The information system must be configured to locally cache revocation data to support path discovery and validation in case of inability to access revocation information via the network. The information system may meet this requirement by locally caching certificate revocation lists (CRLs), Online Certificate Status Protocol (OCSP) responses, or a combination thereof. Cached revocation data must include revocation information from all PKIs serving known or anticipated users of the information system. Cached data must be refreshed with a frequency shorter than the life of the data (e.g. if a CRL is valid for 7 days, a new CRL must be retrieved and cached more frequently than every 7 days) to ensure that cached data is valid and not expired. For information system components that have applicable STIGs or SRGs, the organization being inspected/assessed must comply with the STIG/SRG guidance that pertains to CCI 1991.

Validation Procedures

The organization conducting the inspection/assessment examines the information system to ensure the organization being inspected/assessed has configured the information system to locally cache revocation data (CRLs and/or OCSP responses) to support path discovery and validation in case of inability to access revocation information via the network. The organization conducting the inspection/assessment examines the information system to ensure that revocation data is cached for all PKIs serving known or anticipated users of the information system. The organization conducting the inspection/assessment examines the information system to ensure the organization being inspected/assessed has configured a process for the information system to refresh cached revocation data prior to the data’s expiration.

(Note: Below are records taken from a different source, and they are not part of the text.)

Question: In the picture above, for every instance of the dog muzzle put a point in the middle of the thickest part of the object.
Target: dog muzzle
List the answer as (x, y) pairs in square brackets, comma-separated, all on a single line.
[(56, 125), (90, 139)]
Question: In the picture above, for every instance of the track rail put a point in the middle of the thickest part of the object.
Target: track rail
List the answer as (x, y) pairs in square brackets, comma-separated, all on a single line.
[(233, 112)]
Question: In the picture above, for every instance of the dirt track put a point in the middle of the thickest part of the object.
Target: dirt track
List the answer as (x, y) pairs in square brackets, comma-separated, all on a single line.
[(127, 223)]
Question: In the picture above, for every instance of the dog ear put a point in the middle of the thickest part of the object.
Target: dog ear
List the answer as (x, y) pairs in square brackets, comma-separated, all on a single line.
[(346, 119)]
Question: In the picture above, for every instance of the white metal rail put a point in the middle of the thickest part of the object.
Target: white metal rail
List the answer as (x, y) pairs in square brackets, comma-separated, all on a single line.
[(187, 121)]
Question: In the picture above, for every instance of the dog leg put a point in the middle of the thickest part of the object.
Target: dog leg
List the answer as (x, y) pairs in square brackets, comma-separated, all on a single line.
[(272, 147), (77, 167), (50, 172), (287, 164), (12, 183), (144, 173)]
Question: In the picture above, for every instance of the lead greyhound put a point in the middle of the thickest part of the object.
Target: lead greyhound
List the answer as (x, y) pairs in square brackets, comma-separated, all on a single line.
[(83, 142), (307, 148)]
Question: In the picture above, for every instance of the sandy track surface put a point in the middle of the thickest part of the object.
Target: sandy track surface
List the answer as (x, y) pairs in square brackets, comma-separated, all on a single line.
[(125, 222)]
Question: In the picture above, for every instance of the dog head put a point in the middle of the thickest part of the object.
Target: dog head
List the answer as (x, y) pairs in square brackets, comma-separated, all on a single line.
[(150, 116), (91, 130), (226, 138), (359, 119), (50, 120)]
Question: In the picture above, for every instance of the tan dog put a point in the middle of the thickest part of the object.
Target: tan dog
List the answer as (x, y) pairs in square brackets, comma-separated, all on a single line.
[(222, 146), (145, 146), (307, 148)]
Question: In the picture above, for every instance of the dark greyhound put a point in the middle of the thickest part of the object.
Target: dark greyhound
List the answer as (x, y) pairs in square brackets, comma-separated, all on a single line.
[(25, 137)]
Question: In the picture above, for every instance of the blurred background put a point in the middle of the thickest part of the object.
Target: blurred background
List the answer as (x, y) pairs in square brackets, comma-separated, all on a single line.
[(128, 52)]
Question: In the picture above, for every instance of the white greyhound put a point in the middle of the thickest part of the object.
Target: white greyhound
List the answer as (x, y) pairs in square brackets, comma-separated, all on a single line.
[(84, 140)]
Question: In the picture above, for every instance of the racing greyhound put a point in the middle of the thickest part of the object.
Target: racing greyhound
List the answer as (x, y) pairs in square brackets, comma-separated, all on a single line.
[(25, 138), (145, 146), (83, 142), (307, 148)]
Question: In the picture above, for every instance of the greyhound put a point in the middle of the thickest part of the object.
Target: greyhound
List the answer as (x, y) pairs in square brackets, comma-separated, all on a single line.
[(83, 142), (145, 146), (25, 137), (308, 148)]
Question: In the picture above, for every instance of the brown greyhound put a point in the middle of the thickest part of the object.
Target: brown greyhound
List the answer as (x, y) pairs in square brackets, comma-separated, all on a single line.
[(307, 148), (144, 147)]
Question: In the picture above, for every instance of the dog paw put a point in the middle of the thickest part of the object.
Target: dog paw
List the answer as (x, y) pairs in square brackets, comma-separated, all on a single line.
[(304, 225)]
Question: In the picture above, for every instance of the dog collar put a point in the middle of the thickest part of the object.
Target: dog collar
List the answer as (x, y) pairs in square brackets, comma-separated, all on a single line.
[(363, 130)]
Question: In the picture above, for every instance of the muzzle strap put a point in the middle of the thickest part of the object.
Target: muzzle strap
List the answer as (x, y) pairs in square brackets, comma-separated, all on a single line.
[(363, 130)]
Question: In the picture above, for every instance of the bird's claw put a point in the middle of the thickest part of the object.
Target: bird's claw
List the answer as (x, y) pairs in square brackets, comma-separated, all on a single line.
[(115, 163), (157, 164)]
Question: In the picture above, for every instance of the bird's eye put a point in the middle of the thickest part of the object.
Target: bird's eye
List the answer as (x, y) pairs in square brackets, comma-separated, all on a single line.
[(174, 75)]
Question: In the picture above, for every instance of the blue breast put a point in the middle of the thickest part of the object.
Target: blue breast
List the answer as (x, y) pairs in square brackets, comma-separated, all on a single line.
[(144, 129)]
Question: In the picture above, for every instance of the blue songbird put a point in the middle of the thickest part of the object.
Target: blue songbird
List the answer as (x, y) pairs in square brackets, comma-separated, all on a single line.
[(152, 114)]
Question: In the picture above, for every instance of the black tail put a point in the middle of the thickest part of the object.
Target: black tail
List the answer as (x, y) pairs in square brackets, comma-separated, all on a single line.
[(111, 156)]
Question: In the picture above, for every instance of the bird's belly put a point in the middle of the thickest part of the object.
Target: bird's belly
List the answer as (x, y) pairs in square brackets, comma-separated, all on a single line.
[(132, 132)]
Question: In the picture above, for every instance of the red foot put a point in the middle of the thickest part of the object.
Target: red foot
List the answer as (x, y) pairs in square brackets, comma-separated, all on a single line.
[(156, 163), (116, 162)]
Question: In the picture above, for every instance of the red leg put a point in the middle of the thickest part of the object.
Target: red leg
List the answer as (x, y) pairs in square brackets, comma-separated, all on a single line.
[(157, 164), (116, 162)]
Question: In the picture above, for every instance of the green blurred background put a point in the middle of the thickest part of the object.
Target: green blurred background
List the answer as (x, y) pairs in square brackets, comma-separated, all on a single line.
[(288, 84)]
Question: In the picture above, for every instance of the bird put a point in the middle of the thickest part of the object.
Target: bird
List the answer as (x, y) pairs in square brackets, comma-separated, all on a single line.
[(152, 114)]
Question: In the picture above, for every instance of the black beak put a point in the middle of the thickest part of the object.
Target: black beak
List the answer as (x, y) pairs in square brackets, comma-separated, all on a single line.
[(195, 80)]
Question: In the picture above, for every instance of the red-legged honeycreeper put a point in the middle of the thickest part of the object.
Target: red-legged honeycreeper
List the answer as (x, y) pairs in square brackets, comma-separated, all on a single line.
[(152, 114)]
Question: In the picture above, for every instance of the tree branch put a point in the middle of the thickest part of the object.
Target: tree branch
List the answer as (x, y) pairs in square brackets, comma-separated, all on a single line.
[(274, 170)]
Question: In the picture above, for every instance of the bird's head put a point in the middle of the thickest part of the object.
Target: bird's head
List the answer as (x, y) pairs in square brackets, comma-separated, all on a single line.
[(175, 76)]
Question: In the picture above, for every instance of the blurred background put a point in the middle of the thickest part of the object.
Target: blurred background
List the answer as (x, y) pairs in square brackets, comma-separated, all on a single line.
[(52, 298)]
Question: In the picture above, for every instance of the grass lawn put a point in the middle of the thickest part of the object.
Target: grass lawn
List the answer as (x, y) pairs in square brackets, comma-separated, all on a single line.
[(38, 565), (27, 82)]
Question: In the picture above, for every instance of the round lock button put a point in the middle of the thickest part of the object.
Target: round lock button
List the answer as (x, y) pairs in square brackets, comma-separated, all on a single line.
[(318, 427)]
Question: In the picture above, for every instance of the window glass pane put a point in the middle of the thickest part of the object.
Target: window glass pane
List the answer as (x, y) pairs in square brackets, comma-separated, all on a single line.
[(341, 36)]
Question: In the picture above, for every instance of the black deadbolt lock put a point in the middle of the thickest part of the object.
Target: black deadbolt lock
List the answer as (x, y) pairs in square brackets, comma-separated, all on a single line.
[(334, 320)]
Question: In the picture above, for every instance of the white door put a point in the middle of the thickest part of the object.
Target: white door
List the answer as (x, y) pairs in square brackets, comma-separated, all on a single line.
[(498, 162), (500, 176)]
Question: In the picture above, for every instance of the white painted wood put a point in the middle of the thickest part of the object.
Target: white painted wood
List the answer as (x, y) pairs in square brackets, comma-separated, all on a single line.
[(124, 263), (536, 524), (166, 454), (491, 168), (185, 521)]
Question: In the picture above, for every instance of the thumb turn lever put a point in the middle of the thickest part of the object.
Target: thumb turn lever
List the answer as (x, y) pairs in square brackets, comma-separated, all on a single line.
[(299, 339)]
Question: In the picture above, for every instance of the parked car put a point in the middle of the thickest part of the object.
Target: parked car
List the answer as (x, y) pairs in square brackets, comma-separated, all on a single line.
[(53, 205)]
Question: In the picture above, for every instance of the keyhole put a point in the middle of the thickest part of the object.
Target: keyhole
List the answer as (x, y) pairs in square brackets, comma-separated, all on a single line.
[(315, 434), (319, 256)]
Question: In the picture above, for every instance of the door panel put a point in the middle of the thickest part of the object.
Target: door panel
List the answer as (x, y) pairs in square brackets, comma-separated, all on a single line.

For information system components that have applicable STIGs or SRGs, the organization conducting the inspection/assessment evaluates the components to ensure that the organization being inspected/assessed has configured the information system in compliance with the applicable STIGs and SRGs pertaining to CCI 1991.

Compelling Evidence

1.) Signed and dated SOP/TTP configuring the information system to locally cache revocation data to support path discovery and validation in case of inability to access revocation information via the network. 2.) Applicable STIG/SRG checks

Related Controls

The controls below (if any) were marked by NIST as being related to CCI-001991.

Control	Description
IA-5 (2)	The information system, for PKI-based authentication: IA-5 (2)(a): Validates certifications by constructing and verifying a certification path to an accepted trust anchor including checking certificate status information; IA-5 (2)(b): Enforces authorized access to the corresponding private key; IA-5 (2)(c): Maps the authenticated identity to the account of the individual or group; and IA-5 (2)(d): Implements a local cache of revocation data to support path discovery and validation in case of inability to access revocation information via the network.

Control

Description

IA-5 (2)

The information system, for PKI-based authentication:

IA-5 (2)(a): Validates certifications by constructing and verifying a certification path to an accepted trust anchor including checking certificate status information;

IA-5 (2)(b): Enforces authorized access to the corresponding private key;

IA-5 (2)(c): Maps the authenticated identity to the account of the individual or group; and

IA-5 (2)(d): Implements a local cache of revocation data to support path discovery and validation in case of inability to access revocation information via the network.